Pensou que agora ganharia rios de dinheiro, pela manhã chegaria na cidade cantando suas emboladas e seria conhecido e respeitado em todo o Nordeste. Pelo gozo do pensamento, dormiu tranquilamente. Acordou com seu cachorro esfregando o espinhaço no fundo da rede. A passarada indicava que os primeiros raios de sol estavam se apresentando, logo o dia esquentaria. Juntou seus panos e utensílios e rumou para a feira do Mercado Velho. O cachorro, vez ou outra, batia em sua perna e resmungava algum aviso de batente ou buraco, que ele prontamente obedecia.

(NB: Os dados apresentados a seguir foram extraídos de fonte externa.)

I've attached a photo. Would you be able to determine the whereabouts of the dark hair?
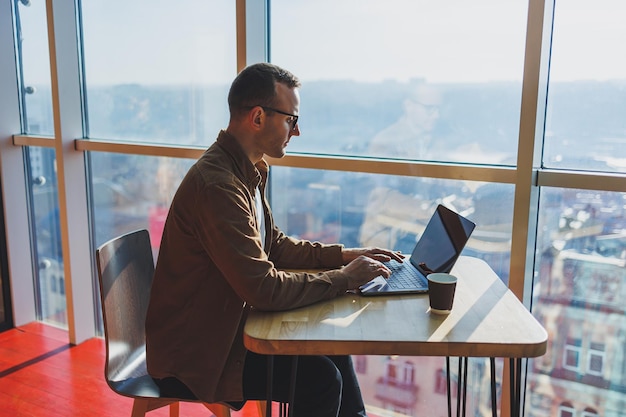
[228,62,300,116]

Desenrolou a esteira de palha de carnaúba e arrastou seu pandeiro. A voz altiva começou a pronunciar a vida dos moradores do lugar e seus maiores problemas. Revelou intrigas, abusos e todas as questões políticas locais, acusando e dando nome aos autores das histórias. Não prestou nem atenção no som do cobre no coité, apenas ia seguindo a sua inspiração. Sem se equivocar, começou a falar da exploração do povo através dos seus patrões, dos adultérios, dos homicídios, de todas as injustiças sociais que sua consciência achava pertinente versar.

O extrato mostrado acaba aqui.